THE BEST OF 2014
*1- TWO DAYS, ONE NIGHT- The Dardenne Brothers improve their neo-realistic technique as they follow the struggle of a woman trying to save her job. With a breathtaking Marion Cotillard on the leading role, the film explores social issues such as the insecurity of financial despair but its main focus is on reestablishing the relationships among humans and the task of compassion and integrity amidst the materialistic and individualist era. What a supreme fight!
*2- LIKE FATHER, LIKE SON- A family is strike by an unexpected revelation. Their little son, whom they’ve learned to love and care, is not really theirs. Japanese director Hirokazu Koreeda examines the situation, observing each player’s reaction, provoking the audience with a profoundly tragic tale about a family divided by moral, consciousness and their conflict between love and the disturbing facts.
*3- OMAR- Living in the middle of the conflicting war in Gaza, the young Palestinian keeps on running from authorities, and from what could lead him into temptation. He’s constantly climbing walls that divide him from his love interest. And each time he crosses the border he’ll test his own limits, as we watch a devastating look on the horrors of modern war.
*4- IDA- A Spectacular and mesmerizing study on female personalities, this Polish gem, gorgeously shot in B&W analysis the impacts suffered by a young nun, when she visits her aunt, investigating faith, virtues and moral values, as well as the essential circle of life itself.
*5- BOYHOOD- Richard Linklater is genial and has always been portraying young generations. And then he decided creating a 12-year long project that examines the growing process and transformations of a kid, his sister, his parents and the world around him, making a truly great American film that should be honored for its originality and honesty, as a remarkable and inspiring love letter to Life and Creation.
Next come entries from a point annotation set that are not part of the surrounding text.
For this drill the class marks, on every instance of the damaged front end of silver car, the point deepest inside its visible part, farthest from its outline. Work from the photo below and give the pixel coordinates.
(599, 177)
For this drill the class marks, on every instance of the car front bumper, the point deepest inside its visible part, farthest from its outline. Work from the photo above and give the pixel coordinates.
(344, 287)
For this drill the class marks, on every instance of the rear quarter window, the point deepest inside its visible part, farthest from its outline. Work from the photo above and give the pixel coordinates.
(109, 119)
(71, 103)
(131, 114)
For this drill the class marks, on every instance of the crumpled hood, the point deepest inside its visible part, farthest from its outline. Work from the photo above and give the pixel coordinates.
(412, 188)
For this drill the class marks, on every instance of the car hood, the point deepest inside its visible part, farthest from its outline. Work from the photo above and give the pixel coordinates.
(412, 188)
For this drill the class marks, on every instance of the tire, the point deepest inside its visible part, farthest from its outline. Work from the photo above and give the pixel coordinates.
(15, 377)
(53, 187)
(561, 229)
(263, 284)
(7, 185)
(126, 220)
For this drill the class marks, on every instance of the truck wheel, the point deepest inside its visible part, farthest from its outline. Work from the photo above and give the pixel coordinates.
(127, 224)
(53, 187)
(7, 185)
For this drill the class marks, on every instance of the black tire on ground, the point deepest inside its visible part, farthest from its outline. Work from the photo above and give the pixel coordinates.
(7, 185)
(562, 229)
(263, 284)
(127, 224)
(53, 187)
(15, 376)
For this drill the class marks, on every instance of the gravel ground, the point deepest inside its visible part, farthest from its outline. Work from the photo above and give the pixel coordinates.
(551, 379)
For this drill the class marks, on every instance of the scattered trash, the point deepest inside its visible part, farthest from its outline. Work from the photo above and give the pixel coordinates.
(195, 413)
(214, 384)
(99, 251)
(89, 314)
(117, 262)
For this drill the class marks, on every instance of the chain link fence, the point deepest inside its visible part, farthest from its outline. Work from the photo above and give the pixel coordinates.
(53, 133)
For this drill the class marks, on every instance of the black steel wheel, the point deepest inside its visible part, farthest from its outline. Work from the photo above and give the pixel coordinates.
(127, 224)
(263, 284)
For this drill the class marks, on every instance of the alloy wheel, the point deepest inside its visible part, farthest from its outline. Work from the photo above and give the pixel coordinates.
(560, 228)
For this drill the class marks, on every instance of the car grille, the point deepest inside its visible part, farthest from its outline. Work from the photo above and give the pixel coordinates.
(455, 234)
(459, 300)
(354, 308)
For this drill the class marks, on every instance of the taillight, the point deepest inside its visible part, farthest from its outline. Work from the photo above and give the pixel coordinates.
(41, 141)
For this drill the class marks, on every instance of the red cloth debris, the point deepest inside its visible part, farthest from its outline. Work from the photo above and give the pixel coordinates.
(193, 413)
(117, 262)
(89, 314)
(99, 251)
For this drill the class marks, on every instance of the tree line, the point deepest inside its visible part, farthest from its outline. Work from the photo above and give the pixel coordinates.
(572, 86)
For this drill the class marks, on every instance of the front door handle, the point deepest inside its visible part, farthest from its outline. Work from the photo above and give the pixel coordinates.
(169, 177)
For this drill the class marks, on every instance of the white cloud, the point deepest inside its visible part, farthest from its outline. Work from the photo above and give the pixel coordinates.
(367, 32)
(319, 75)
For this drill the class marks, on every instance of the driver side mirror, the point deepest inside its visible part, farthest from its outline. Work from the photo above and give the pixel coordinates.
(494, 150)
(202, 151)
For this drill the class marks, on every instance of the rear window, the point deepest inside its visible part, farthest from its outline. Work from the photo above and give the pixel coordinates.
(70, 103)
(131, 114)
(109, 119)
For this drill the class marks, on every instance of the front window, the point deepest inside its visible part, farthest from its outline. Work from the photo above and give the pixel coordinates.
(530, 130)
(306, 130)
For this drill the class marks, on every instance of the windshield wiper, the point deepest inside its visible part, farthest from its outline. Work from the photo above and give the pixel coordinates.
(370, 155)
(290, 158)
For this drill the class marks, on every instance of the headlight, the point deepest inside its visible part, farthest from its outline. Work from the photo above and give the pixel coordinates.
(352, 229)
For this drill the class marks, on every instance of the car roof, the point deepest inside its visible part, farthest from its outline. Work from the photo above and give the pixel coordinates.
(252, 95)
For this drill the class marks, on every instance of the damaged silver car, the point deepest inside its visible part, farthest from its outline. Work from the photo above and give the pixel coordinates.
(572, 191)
*6- BIRDMAN- Like many films this year, Alejandro Gonzalez’s cynical, delightful and aggressive comedy focused on the role of media, the preoccupation of the public opinion, the importance of The NY Times, while exposing the troubles of an artist’s creative process, the ego, self-sufficiency and the risks of fame. Brilliant!
*7- GRAND BUDAPEST HOTEL- Wes Anderson enchants once again with his visionary, sensitive and cheerful aspects of a great American story-teller, adding up violence as an element to conceive the funniest and most original film of the year.
*8- CLOSED CURTAIN- Iranian filmmaker Jafar Panahi was banned from making films in his country and decided making his response clandestinely. He shut himself, his dog, and a few other actors in a house by the sea, creating a metaphorical puzzle for the repressive politic his country has to endure.
*9- MOMMY- Xavier Dolan observes a young troubled boy riding on his skateboard, his tumultuous relationship with his mother, their anguish and motives, shattering our hearts with a devastating and revealing look on the disintegration of modern families and the need of saving it.
*10- SELMA- While the film depicts the battles of Martin Luther King for African-Americans’ Rights, it feels like an accurate call for peace and understanding on the current situation of rising racial conflicts in the country. Besides that, it is powerful, vibrant and it carries the Words of the Highest Law.